According to his own account it took Rudolf Steiner thirty years of painstaking systematic spiritual scientific research to confirm the reality of this discovery as a fact of life. Only then did he feel ready to announce his findings to the world. Until his book, “The Riddle of the Soul” (2), appeared in 1917 the picture presented by the scientific world was that our faculties of thinking, feeling and willing were solely located in the nerve-sense system. Through Rudolf Steiner’s discovery a whole new dimension of understanding opened up concerning the relationship of soul and spirit to the body; particularly concerning the relationship of thinking, feeling and willing to the nerve-sense, vascular and metabolic-limb systems.
A hundred years later this discovery still has yet to be embraced by the scientific establishment at large. In the meantime it has had huge impact on the development of anthroposophy and its practical application in the world. Through it the foundation of a revised anthropology was laid for renewing the arts of education and medicine. Without it, the laying of the Foundation Stone for the General Anthroposophical Society, and founding of the School of Spiritual Science might never have been possible.
An example of how he applied this discovery to practical life is the series of foundation course lectures he gave to the first teachers of the Waldorf School in Stuttgart, preparatory to its opening on 7 September 1919 (3).
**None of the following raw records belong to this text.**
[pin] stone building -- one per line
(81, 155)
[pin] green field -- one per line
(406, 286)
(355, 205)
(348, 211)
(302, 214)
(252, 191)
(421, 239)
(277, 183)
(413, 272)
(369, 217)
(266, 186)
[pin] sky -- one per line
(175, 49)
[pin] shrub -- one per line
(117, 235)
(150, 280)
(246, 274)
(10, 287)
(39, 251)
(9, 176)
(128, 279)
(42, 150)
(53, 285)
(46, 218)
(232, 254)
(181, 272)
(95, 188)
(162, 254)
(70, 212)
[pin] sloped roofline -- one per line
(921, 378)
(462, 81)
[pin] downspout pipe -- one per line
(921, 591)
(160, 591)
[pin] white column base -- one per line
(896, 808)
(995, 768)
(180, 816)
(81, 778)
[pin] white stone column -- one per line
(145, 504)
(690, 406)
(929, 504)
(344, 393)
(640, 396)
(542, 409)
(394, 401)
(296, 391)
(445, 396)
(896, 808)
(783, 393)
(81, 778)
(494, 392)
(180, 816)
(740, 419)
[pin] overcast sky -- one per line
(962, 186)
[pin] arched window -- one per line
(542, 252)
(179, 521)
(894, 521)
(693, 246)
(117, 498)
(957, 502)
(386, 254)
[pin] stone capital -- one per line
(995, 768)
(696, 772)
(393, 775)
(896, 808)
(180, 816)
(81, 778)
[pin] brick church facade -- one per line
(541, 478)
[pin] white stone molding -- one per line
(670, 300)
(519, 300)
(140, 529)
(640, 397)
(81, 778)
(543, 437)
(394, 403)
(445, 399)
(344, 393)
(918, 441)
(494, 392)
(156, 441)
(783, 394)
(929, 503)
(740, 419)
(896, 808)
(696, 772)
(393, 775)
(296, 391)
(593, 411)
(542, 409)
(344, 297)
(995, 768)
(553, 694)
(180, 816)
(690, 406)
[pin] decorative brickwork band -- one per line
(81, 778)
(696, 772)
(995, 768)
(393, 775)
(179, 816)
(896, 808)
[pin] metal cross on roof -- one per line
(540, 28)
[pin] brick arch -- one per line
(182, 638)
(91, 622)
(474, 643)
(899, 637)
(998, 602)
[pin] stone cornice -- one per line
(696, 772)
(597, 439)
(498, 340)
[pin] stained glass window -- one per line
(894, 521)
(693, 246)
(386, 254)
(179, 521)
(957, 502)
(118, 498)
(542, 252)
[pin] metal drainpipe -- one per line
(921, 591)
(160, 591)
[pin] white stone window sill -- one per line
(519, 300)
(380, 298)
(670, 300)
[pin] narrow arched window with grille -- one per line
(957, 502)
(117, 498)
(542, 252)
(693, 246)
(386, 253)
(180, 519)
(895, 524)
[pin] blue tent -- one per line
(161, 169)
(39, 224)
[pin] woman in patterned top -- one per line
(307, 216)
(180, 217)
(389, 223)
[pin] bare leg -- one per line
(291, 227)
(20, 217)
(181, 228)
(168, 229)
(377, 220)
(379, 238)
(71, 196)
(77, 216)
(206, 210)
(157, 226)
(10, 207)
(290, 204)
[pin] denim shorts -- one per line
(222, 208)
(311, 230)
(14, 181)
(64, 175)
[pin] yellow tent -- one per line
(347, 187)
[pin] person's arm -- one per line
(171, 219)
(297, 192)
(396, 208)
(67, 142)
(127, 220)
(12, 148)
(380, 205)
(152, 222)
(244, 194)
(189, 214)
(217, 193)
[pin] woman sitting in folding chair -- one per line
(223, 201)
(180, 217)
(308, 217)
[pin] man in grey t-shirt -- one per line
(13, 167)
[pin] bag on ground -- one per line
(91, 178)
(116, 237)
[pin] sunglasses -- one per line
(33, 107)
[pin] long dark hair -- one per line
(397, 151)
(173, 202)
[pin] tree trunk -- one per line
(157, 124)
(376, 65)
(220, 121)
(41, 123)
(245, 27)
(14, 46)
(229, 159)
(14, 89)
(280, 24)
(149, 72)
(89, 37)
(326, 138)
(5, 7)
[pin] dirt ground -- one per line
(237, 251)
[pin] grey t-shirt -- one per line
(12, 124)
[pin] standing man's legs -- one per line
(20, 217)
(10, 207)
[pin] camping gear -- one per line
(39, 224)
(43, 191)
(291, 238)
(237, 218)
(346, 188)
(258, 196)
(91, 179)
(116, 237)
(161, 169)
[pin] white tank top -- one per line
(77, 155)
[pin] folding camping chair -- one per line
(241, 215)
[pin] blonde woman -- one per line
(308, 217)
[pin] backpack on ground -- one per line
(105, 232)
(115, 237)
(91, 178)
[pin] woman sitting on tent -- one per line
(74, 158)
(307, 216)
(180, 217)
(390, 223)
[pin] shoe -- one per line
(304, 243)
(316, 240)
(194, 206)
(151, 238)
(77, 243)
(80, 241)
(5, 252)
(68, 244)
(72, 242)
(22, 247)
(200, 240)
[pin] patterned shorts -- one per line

In each of these morning lectures he presented in a comprehensive and synoptic way how soul and spirit interact with the threefold systems of the body as a foundation for the discussions and advice that followed. In so doing he laid down the formative basis of a new art of education.
However, the most direct and incisive demonstration of its application appears in the first three sections of the Christmas Foundation Verse. Here the discovery of the relationship between body, soul and spirit informs the synoptic character of the verse as a whole and the meditative rhythms for the days of the week. The opening words of each section immediately connect the human soul to the three domains of the body:

‘Soul of Man!
Thou livest in the Limbs’ . . .

‘Soul of Man!
Thou livest in the beat of Heart and Lung’ . . .

Soul of Man!
Thou livest in the resting Head . . .’
(4)

These three calls to the human soul living in the body announce the renewed challenge of the old mysteries – ‘O Man, know thyself’. It is then followed with a challenge to practice three modes of meditative activity to awaken an awareness of the human spirit, the human ‘I’, unfolding into a self-determining agent endowed with free will.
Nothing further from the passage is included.